Vintage bottles of wine are selling at Sotheby's for outlandish prices.

Banking on wine may be as old as the hills, but nowadays excited bidders seldom get to raise a goblet with the same enthusiasm.

These wines are deemed 'too good to drink' and often spend the rest of their lives languishing in a dark, climate-controlled cellar.

It is ironic that magnificent vintages end up as unreal and remote a commodity as pork bellies or tin futures.

This may be because many of these high-rollers came late to wine. Perhaps initially intimidated by phrases like 'surprisingly coy . . . faint notes of rhubarb . . . bombastic on the tongue', they now retaliate by making rare and sought-after bottles inaccessible to ordinary wine-lovers.

Luckily, I was weaned on wine.

As a toddler, I licked fermented elderberry juice from my grandfather's finger.
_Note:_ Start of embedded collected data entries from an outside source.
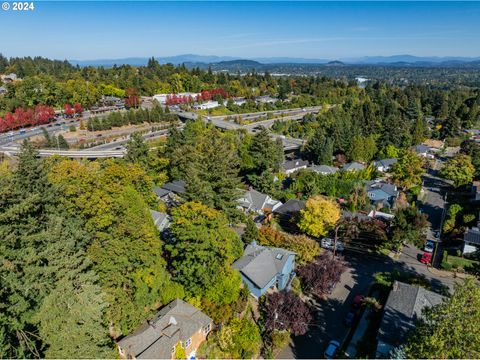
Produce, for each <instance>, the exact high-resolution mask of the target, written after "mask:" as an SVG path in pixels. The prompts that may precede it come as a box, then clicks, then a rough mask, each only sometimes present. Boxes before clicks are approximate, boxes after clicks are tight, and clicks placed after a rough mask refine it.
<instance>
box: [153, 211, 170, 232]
mask: <svg viewBox="0 0 480 360" xmlns="http://www.w3.org/2000/svg"><path fill="white" fill-rule="evenodd" d="M150 215H151V216H152V220H153V223H154V224H155V226H156V228H157V229H158V231H160V232H162V231H163V230H165V229H167V228H168V227H169V226H170V223H171V221H172V219H171V217H170V216H169V215H168V214H166V213H162V212H159V211H155V210H150Z"/></svg>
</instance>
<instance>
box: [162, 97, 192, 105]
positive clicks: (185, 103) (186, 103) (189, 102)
mask: <svg viewBox="0 0 480 360" xmlns="http://www.w3.org/2000/svg"><path fill="white" fill-rule="evenodd" d="M192 102H193V98H192V97H191V96H187V95H183V96H178V95H176V94H171V95H167V99H166V101H165V104H166V105H169V106H170V105H179V104H188V103H192Z"/></svg>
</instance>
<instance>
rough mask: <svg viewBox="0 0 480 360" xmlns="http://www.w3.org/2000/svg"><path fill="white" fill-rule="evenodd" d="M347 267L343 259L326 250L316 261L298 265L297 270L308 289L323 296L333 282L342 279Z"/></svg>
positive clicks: (305, 286) (328, 290)
mask: <svg viewBox="0 0 480 360" xmlns="http://www.w3.org/2000/svg"><path fill="white" fill-rule="evenodd" d="M346 269H347V268H346V266H345V264H344V262H343V261H342V260H341V259H339V258H338V257H337V258H332V254H331V253H330V252H328V251H324V252H322V253H321V254H320V255H319V256H318V257H317V258H316V259H315V261H313V262H311V263H308V264H306V265H304V266H300V267H298V268H297V270H296V272H297V274H298V276H299V277H300V279H301V280H302V283H303V284H305V287H306V289H307V290H308V291H310V292H311V293H312V294H314V295H316V296H323V295H326V294H328V293H329V292H330V290H331V288H332V285H333V284H335V283H338V282H339V281H340V277H341V276H342V274H343V272H345V270H346Z"/></svg>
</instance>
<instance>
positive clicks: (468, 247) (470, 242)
mask: <svg viewBox="0 0 480 360" xmlns="http://www.w3.org/2000/svg"><path fill="white" fill-rule="evenodd" d="M478 249H480V228H478V227H477V226H475V227H472V228H469V229H467V230H466V231H465V235H464V236H463V254H471V253H474V252H476V251H478Z"/></svg>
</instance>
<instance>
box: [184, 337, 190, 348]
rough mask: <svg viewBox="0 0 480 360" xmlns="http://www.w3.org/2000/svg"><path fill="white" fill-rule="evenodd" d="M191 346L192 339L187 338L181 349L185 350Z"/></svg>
mask: <svg viewBox="0 0 480 360" xmlns="http://www.w3.org/2000/svg"><path fill="white" fill-rule="evenodd" d="M191 344H192V338H188V340H187V341H185V342H184V343H183V348H184V349H186V348H188V347H189V346H190V345H191Z"/></svg>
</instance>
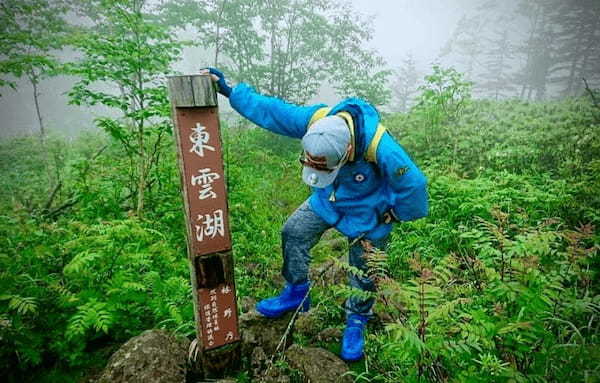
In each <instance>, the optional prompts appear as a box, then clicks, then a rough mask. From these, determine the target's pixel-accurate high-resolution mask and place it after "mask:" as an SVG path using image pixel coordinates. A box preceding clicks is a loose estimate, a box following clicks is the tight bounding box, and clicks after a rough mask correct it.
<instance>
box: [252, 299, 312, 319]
mask: <svg viewBox="0 0 600 383" xmlns="http://www.w3.org/2000/svg"><path fill="white" fill-rule="evenodd" d="M297 308H298V306H295V307H291V308H289V309H287V310H279V311H273V310H268V309H266V308H264V307H260V302H258V303H257V304H256V311H258V312H259V313H260V314H262V315H263V316H264V317H266V318H269V319H275V318H279V317H281V316H283V315H284V314H286V313H289V312H291V311H296V309H297ZM309 309H310V299H309V298H307V299H306V300H305V301H304V303H303V304H302V308H301V309H300V312H307V311H308V310H309Z"/></svg>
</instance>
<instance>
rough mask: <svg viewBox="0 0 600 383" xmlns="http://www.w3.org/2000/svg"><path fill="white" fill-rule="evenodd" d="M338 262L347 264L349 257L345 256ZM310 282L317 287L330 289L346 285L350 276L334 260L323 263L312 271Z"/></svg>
mask: <svg viewBox="0 0 600 383" xmlns="http://www.w3.org/2000/svg"><path fill="white" fill-rule="evenodd" d="M338 262H340V263H342V264H344V263H347V262H348V260H347V257H346V256H343V257H341V258H339V259H338ZM310 280H311V281H313V283H315V285H316V286H319V287H326V288H329V287H330V286H333V285H342V284H345V283H346V282H347V280H348V274H347V273H346V272H345V271H344V270H343V269H341V268H340V267H339V266H338V265H337V264H336V262H334V261H333V260H332V259H328V260H327V261H325V262H323V263H321V264H320V265H318V266H317V267H315V268H313V269H311V271H310Z"/></svg>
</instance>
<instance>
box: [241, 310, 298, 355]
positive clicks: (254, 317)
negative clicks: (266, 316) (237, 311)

Rose was poured as casually as Coca-Cola at our dinner table.

The local pizzeria, where raffia-bottomed Chianti bottles hung from the ceiling like giant peaches, allowed us as teenagers to share the then cheap red while we ate our pepperoni pie.

Later on, Ivy League suitors showed off by ordering Chateauneuf du Pape.

It was great drinking the complex wine, but it was just as impressive they could pronounce it.

In Italy, nothing tasted better than fresh, young golden Frascati in Frascati, or brand new Montepulciano in Montepulciano.

In my first apartment, mastering the culinary trick of cooking-with-wine, friends were wowed by my coq au vin and boeuf Bourguignon.

Today, even veteran wine snobs happily pull corks from inexpensive Chilean reds and New Zealand whites.

Wine lovers say the more you taste, the more you know, the less you are influenced by hype or other's opinions.

Wine 'collectors' claim a prized Petrus can make a successful dinner.

Maybe so, but you have to open it first.